The Play Company mounts Christopher Chen's cunningly clever new play about truth and art.
Nothing is as it seems in Christopher Chen's Caught, now receiving its New York City debut with The Play Company. This boundary-pushing show begins with a walk through an art gallery in the basement of La MaMa. The walls display overlapping printouts of a short-term rental property listing: It's a jail cell (rent: $1). Inhabitants must be present from 9am-12pm, during which time they are not allowed to read, sleep, use electronics, or do yoga. It's a sly way to highlight prison conditions and really, what better way to introduce a globe-trotting socially conscious New York audience to the subject than with an ironic AirBNB-themed art installation? But that's not what this play is really about.
Chen was inspired by the scandal surrounding Mike Daisey's The Agony and the Ecstasy of Steve Jobs, about the inhumane labor practices in a Chinese plant that manufactures Apple products. Daisey was widely condemned when, following an adaptation for This American Life, portions of the theatrical monologue were revealed to be fabricated for dramatic effect. In essence, a story about the exploitation of Chinese laborers turned into one about the dishonestly of an American theater artist. "We're relieved in a way, to not have to worry about the workers' conditions in China," Chen recently told The New York Times. Which begs the question, is America's obsession with honesty a cherished virtue or a giant blind spot that refocuses our attention on process and away from a larger truth?
We take our seats in the theater once we finish viewing the gallery. That is when we are introduced to Chinese dissident artist Lin Bo (Louis Ozawa Changchien), who allegedly created this piece in response to the time he spent in prison. "We shared the cell with roaches, and other large bugs I could not name," he tells us in a serious (yet uncommonly poised) tone. A later scene features an editor (Murphy Guyer) and writer (Leslie Fray) for The New Yorker passive-aggressively (and then just aggressively) poking holes in his story, eventually accusing him of making the whole thing up. Fray plays this scene in soap-operatic fashion, to hilarious effect: "I just don't think you know how hard it is to toil at the bottom of the journalism food chain," the American writer tearfully says to the alleged Chinese political prisoner who ruined her career with a phony scoop.

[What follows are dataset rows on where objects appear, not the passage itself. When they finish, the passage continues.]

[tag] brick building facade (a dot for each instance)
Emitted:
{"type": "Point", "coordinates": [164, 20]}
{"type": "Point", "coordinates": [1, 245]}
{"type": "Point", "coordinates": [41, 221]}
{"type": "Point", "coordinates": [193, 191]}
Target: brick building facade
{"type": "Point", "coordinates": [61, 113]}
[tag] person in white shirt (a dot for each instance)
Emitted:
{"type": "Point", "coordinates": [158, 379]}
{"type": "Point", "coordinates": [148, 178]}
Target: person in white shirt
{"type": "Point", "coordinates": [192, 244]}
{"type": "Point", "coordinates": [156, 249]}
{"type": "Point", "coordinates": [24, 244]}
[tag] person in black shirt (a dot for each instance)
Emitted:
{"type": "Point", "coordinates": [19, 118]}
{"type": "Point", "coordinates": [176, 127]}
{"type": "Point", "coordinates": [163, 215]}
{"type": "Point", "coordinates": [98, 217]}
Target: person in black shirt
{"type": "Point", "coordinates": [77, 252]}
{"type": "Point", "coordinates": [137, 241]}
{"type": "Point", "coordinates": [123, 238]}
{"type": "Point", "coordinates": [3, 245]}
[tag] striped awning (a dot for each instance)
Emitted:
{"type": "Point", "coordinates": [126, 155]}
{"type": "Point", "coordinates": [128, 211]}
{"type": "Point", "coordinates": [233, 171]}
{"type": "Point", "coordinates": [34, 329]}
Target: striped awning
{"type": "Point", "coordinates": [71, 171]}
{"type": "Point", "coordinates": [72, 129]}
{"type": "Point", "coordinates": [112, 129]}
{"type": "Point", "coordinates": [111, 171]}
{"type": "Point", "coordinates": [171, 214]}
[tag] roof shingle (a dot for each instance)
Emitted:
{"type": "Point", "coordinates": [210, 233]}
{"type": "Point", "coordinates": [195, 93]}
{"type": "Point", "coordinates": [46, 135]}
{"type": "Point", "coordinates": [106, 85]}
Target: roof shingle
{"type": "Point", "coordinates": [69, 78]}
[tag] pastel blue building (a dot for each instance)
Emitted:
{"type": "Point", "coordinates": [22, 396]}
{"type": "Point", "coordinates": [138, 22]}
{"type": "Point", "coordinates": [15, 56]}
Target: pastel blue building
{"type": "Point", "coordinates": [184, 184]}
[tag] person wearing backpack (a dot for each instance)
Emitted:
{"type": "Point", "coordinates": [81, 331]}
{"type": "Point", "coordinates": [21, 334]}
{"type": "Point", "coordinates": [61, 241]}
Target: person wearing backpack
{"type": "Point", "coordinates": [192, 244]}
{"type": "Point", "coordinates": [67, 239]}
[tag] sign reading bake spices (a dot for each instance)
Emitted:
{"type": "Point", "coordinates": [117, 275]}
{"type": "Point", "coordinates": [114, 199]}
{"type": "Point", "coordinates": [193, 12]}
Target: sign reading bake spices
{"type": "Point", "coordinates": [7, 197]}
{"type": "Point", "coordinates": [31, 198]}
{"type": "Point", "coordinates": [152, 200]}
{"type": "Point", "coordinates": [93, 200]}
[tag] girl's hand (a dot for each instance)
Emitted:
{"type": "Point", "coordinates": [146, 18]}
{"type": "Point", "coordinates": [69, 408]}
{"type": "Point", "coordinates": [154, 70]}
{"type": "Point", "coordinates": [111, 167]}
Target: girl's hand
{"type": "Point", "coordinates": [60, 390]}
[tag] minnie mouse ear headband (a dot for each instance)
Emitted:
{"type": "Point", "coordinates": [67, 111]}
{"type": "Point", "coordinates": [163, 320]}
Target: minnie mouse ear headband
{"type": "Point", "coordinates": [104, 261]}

In reality, the installation we see at the top of the show is by Miao Jiaxin…at least I think so. Caught is filled with so many unreliable narrators and shifting stories, it is hard to know what is what. Chen's camera keeps pulling back to reveal a new frame: The actors step out of the scene and introduce themselves as actors, which then becomes the new play. The feeling is akin to waking up from a dream, only to find oneself in another dream.
Yet thanks to committed performances from the cast, we keep re-suspending our disbelief. A talkback scene between artist Wang Min (Jennifer Lim) and Leslie Fray (the actual Leslie Fray playing a character with her exact same name) has the feeling of an Oscar Wilde dialogue about art, like The Decay of Lying: It's an excuse to put big ideas onstage with only the frailest skeleton of plot. Playing the Vivian to Fray's Cyril, Lim is aggravatingly abstruse (and therefore, highly believable). She deflects all of Fray's questions by rejecting the premise as an "American, Fox News" way of thinking, as if her feeble western brain is incapable of processing the divine complexities of the mysterious East. "I feel like you're trying to lose me on purpose," exclaims an increasingly frustrated Fray.
Even if you get lost along the way, Evans' sure-footed production will keep you from drowning in confusion. Junghyun Georgia Lee's costumes give us a clear sense of character (Lin's hideous brown suit with the shirt buttoned to the neck, no tie, is a particularly nice touch). Arnulfo Maldonado's funhouse of a set seems perpetually able to unfold into some new, unexpected scene.
With all of his theatrical trickery and witty non-commitment, it is hard to discern if and when Chen is ever sincere (much like Wilde); but he's an artist, not a politician, so does he really need to tell us what he honestly believes? We are in a theater, after all, a place entirely devoted to the practice of people pretending to be other people.
Sincere or not, Chen gleefully pokes fun at the myriad fallacies that presently reign over American art and media: the sanctity of identity, the disdain for "appropriation," and the belief that journalists can and should report a perfectly objective truth. Watching this play often feels like sinking into hermeneutical quicksand, but in a world that seems poised to recraft its governing assumptions, this may be a sensation we will have to get used to.